So how much does it cost an American athlete to become an Olympian?
I guess that all depends. A recent article in Forbes magazine featuring 2012 Olympic Bronze medalist Maya Lawrence (whoop whoop) highlights her struggles as she fought for her chance to represent the United States in London in fencing. For the high level competitor, an athlete can spend up to “$1000 for a uniform and blades cost roughly $100 each”. Combined with lesson fees (another 100-150 per month) and travel expenses for competition, your basic fencer is looking at minimum $20,000 per year. And I think that figure was extremely generous. Another article in the financial blog, the Fiscal Times even lists fencing as one of the 7 Olympic Sports That Cost the Most to Train In.
With the stories of gymnast Gabby Douglas and swimmer Ryan Lochte’s financial woes as they trained for this summer’s games making news, the problem obviously isn’t exclusive to fencing. A regular conversation I have when talking about Olympic sports is always affordability.
For out of pocket expenses you need only a calculator to add up the number, but when you’re talking about the time lost building a career, the figure becomes a little bit harder to put a price tag on. Ask any of the athletes, positioning themselves for an Olympic run . It is a twenty four hour, seven day a week undertaking with American athletes performing the remarkable balancing act of keeping themselves financially afloat and competing against the state-subsidized athletes of other nations.
The U.S. government, which gives no subsidies to the U.S. Olympic Committee – especially with the economy in the dumpster – has no intentions of shelling out dough for Olympians. Fair enough. Unfortunately, though, this leads to low wages for this summer’s winners, with American medalists taking home $25,000 for gold, $15,000 for silver and $10,000 for bronze. That’s pretty sweet if you bring back four gold medals like swimmer Michael Phelps did, adding on to his eight from Beijing in 2008. Measly when compared to Russia that dished out over $100,000 for a Gold medal, or Italy that offers salaries to its athletes along with prizes of up to $200,000 for bringing home the most coveted prize in amateur athletics.

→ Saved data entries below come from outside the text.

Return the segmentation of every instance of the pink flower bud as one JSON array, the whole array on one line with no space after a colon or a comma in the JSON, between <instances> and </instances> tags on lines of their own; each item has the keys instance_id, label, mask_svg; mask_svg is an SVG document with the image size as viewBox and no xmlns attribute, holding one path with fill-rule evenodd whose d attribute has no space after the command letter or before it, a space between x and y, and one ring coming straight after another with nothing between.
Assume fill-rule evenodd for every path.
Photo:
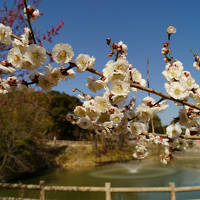
<instances>
[{"instance_id":1,"label":"pink flower bud","mask_svg":"<svg viewBox=\"0 0 200 200\"><path fill-rule=\"evenodd\" d=\"M106 42L107 42L107 45L110 45L111 38L107 38L107 39L106 39Z\"/></svg>"}]
</instances>

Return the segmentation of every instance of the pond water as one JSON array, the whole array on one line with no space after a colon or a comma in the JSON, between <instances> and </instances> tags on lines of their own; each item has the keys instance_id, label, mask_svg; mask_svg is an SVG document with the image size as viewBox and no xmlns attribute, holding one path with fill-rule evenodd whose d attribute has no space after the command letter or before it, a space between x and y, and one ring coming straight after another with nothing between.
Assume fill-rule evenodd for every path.
<instances>
[{"instance_id":1,"label":"pond water","mask_svg":"<svg viewBox=\"0 0 200 200\"><path fill-rule=\"evenodd\" d=\"M179 158L169 166L155 161L134 161L115 163L88 170L54 170L44 175L22 180L23 183L38 184L45 180L47 185L65 186L104 186L111 182L117 187L155 187L168 186L175 182L176 186L200 186L200 159L196 157ZM28 192L28 198L38 198L39 192ZM1 190L0 196L16 196L17 191ZM200 198L199 192L177 193L177 200ZM97 192L48 192L47 199L56 200L103 200L105 193ZM167 200L169 193L112 193L112 200Z\"/></svg>"}]
</instances>

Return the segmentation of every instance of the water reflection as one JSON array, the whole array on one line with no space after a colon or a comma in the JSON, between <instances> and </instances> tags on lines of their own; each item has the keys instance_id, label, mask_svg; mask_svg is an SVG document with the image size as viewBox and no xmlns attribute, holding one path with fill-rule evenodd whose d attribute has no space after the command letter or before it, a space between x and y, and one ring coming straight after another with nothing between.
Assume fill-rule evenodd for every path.
<instances>
[{"instance_id":1,"label":"water reflection","mask_svg":"<svg viewBox=\"0 0 200 200\"><path fill-rule=\"evenodd\" d=\"M191 158L191 157L190 157ZM142 161L118 163L97 167L92 170L69 171L55 170L45 175L38 176L24 183L38 184L39 180L45 180L47 185L71 185L71 186L104 186L105 182L111 182L114 187L156 187L168 186L169 182L175 182L176 186L200 185L200 160L177 157L176 162L170 166L161 166L158 162ZM6 195L7 191L1 191ZM13 192L13 191L12 191ZM15 195L16 192L13 192ZM177 200L194 199L200 196L200 192L188 192L177 194ZM38 198L38 192L26 193L27 198ZM102 200L104 193L92 192L48 192L48 199L56 200ZM113 200L146 200L169 199L168 193L113 193Z\"/></svg>"},{"instance_id":2,"label":"water reflection","mask_svg":"<svg viewBox=\"0 0 200 200\"><path fill-rule=\"evenodd\" d=\"M112 167L99 169L89 175L97 178L109 179L147 179L161 176L171 176L177 172L173 167L160 167L154 162L115 164Z\"/></svg>"}]
</instances>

And with sponsorship deals only going to a lucky few, and employers looking for increasingly higher levels of expertise, what is a champion to do after dedicating decades of their life to the Olympic movement? Because at this point it looks like a ton of kids are putting their futures in jeopardy for an all expenses paid trip to London, some Nike sneakers and a free pair of Beats by Dre headphones. I’d like to think we could do better but, honestly, who wouldn’t want a pair of free Beats?
The truth is this, every Spring amateur collegiate athletes graduate and face a crossroads where they’re forced to decided whether they will continue with their athletic “career” or move into the “real world” and start at the entry level with everyone else. Some people go left, others go right and there are consequences with both decisions. But talk to a 22 year old kid about consequences and they’ll tell you about the ramifications of doing one too many keg stands. Young adults make gutsy choices and don’t have foresight to make reasonable decisions. Especially when those decisions involve giving up life-long passions. Looking back, my main problem is the lack of education and helping our kids come to those types of decisions. Explaining what the inherent risk of becoming a member of a National or Olympic Team entails and living with that choice. Programs designed to help an athletes cope during and after their career.

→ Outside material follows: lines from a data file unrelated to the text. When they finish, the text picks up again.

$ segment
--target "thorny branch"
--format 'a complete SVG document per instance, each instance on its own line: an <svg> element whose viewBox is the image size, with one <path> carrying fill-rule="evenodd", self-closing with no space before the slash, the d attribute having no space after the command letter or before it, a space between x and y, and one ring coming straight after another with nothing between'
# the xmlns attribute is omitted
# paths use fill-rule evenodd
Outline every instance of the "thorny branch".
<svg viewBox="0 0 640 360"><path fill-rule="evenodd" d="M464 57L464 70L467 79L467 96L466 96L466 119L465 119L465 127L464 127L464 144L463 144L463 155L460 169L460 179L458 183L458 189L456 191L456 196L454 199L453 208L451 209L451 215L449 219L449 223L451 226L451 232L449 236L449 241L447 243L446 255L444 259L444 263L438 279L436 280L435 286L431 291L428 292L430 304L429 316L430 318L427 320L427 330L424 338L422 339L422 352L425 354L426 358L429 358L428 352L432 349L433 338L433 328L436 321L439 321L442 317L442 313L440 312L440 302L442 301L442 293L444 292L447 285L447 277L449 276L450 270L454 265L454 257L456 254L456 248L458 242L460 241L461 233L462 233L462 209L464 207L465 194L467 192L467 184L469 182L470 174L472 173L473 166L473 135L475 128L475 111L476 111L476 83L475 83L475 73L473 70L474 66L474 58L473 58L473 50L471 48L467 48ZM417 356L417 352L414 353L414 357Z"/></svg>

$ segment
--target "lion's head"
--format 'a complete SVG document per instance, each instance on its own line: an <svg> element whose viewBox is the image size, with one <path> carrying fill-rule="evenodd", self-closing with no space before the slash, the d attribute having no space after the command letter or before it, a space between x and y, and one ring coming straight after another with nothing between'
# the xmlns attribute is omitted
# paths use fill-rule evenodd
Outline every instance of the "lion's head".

But don’t get me wrong. I have no regrets about the moves I’ve made personally, and I think that I had had a level head that helped me cope with the ups and downs of being an amateur athlete; but not everyone does. And, truthfully, sometimes, when I look back on the toll that this effort has taken on me emotionally, mentally and fiscally, I wonder how it all would’ve turned out if I went the other way.
Anyways, I guess everyone is just praying that someone will see their potential, look at all the time sacrificed for greatness, and all of those medals and decide that person in front of them is different from the normal applicant. That they are seeing someone who is bright and intelligent with more discipline, heart and courage than they have ever seen before.
Yes, that was a shameless plug.
‘Cause after going through the process, that’s what I’m kinda hoping for and it’s a lot to gamble on. But taking calculated risks and making them work is part of what being an athlete is all about. And as I start to transition from Ben Bratton the fencer to Ben Bratton the worker, I’m realizing that this is no easy task and one of the hardest battles of my athletic career.
So I turn to you, my dear reader. Now that you’ve marinated on that a little bit, what do you think? Are our athletes getting taken care of? Is the system broken? What more can we do? Will I ever get employed?
Let’s talk this thing out.
Admin Note: I sat down to write a cover letter for a job application and this post is what turned out. Damn, inspiration is a remarkable thing.